El deseo en el rostro de los hombres desenmascaraba su oficio. Tuvo vergüenza de que la presintieran por la apariencia, nunca por la osadía. Y guiada por la fuerza, que no sería apenas el recurso de quien necesita comer, y comer era el acto de entregarse para tener después más comida, se sintió dispuesta, y pensó: Siempre que sea yo quien elija, puedo aceptar cualquier cosa. Y ésa fue entonces su labor.
Discretamente ocultó su sonrisa, porque la confundía, esclarecía lo que aún estaba bajo su dominio. Y porque el solo andar era ya una tarea, se organizaban sus pasos, funcionaba la libertad, la obligación también. Gente que pertenecía al mundo como ella, a pesar del descuido. Y al pensar que pertenecer al mundo es participar de sus celebraciones, se le transmitía una responsabilidad distinta, alguna cosa que ni la severidad explicaba.
Marchar con impavidez, casi en calma, como si nunca más fuera a luchar, y la comprensión no robara nunca el encanto de aquello que se va aceptando. Pero, por precisar de la rudeza para conquistar a un hombre, de la lucha para aceptar el destino de su cuerpo, sintió pena, pena porque se había convencido de que su actual fuerza reposaba en la simplicidad de escoger, antes de ser ella la escogida. Y, como la mujer se ilusiona con esta mínima gracia, comenzó a llorar, en silencio.

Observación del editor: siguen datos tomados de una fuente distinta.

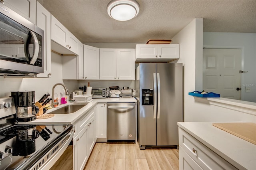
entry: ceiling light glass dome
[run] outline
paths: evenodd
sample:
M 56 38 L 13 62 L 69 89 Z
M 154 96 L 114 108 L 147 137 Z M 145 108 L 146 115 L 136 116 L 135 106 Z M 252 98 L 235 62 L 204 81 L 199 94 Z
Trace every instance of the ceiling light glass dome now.
M 118 21 L 128 21 L 133 18 L 139 13 L 138 3 L 132 0 L 116 0 L 108 5 L 108 14 Z

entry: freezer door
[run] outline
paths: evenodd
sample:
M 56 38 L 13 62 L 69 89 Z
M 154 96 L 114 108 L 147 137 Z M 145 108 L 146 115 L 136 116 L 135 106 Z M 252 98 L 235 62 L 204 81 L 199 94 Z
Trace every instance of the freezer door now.
M 183 121 L 181 63 L 158 63 L 157 145 L 178 145 L 177 122 Z
M 156 64 L 140 63 L 140 110 L 138 114 L 138 139 L 140 146 L 156 145 L 156 101 L 153 105 L 142 105 L 142 89 L 153 89 L 156 93 Z M 156 100 L 155 94 L 154 100 Z

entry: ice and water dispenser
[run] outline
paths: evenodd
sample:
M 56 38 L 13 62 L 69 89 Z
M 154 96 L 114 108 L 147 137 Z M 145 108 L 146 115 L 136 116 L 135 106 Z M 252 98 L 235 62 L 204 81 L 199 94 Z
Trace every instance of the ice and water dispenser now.
M 154 105 L 154 90 L 142 89 L 142 105 Z

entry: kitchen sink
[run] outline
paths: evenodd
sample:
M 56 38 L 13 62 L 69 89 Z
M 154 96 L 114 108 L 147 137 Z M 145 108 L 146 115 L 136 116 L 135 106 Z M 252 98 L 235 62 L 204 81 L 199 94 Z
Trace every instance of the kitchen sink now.
M 87 104 L 67 105 L 52 111 L 50 113 L 56 114 L 72 113 L 76 112 L 87 105 Z

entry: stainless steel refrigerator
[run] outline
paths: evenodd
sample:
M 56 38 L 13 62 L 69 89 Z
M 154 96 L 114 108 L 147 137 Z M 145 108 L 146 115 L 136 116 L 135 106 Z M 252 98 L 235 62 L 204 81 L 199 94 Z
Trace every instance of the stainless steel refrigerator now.
M 182 63 L 140 63 L 136 69 L 138 139 L 147 146 L 178 146 L 183 121 Z

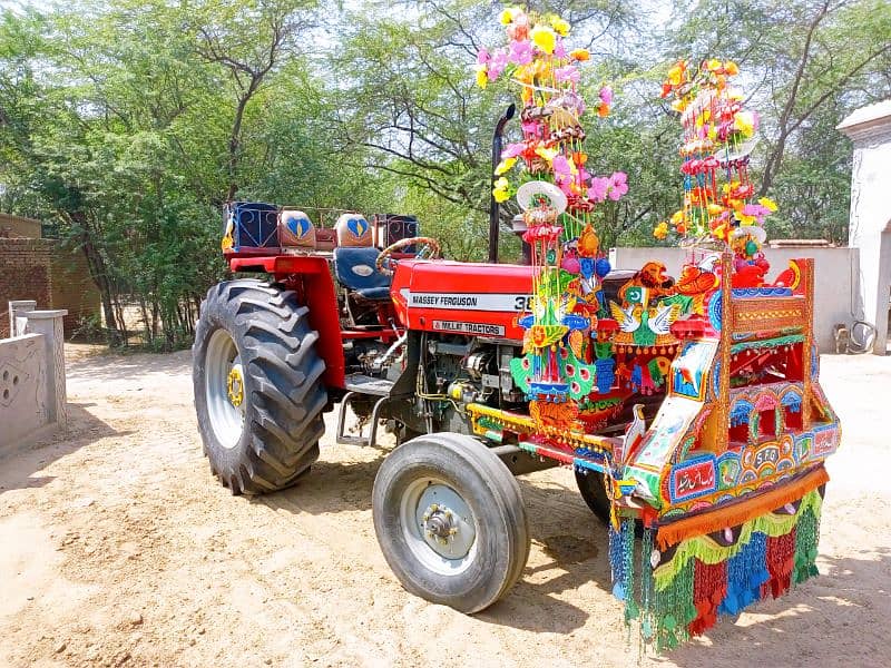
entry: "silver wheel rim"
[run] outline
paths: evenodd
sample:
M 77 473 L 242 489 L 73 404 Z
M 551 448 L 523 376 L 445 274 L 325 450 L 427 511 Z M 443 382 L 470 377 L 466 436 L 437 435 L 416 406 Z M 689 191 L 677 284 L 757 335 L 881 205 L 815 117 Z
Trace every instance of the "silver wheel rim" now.
M 413 481 L 400 500 L 402 533 L 414 557 L 430 570 L 456 576 L 477 557 L 477 520 L 467 501 L 446 481 Z
M 233 374 L 241 379 L 241 402 L 233 403 L 229 383 Z M 247 393 L 244 390 L 244 369 L 235 342 L 225 330 L 216 330 L 207 342 L 204 363 L 204 396 L 207 416 L 217 442 L 232 449 L 238 444 L 244 429 Z

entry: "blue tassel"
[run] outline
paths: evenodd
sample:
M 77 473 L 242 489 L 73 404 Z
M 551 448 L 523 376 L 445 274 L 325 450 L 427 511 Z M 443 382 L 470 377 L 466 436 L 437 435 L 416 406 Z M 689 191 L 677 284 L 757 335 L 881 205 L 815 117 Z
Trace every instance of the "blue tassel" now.
M 727 593 L 719 613 L 736 615 L 761 599 L 761 586 L 771 578 L 766 559 L 767 537 L 755 532 L 748 544 L 727 561 Z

Cerró los ojos, que sólo así resistirían la tentación de las cosas, sumisa a la condición de su trabajo. Además, porque estaba oscuro, la mujer sólo veía sombras, nunca la forma de quien no era su enemigo, ni es enemigo aquel que participa del mismo sacrificio.
Una mano se posó en su hombro. Ella agitó la cabeza, y esa mano, esperando su aprobación, la apretó suavemente. No la guiaba la impetuosidad, sino una certeza que omitía ya los caprichos de la lucha. El hombre no necesitó intuir aquel sentimiento, pues en la fuerza de la mujer se traslucía el pacto de acatar las órdenes como se presentaran.
Atravesaron la calle; en silencio, el hombre la dejaba obrar. Sus proyectos debían ser intocables, y a la mujer compete organizar los planes, ponerlos en marcha. Subieron a la habitación; el hombre, acostumbrado, se acostó, ella también, para la mecánica de los siglos. Así se preserva la vida, con las fricciones diarias. Luego, él se fue, sin pronunciar una palabra, la sabiduría de reconocer en los breves saludos el alimento del amor.
Sola, la mujer luchaba de nuevo con sus principios, con su insensata impresión de libertad.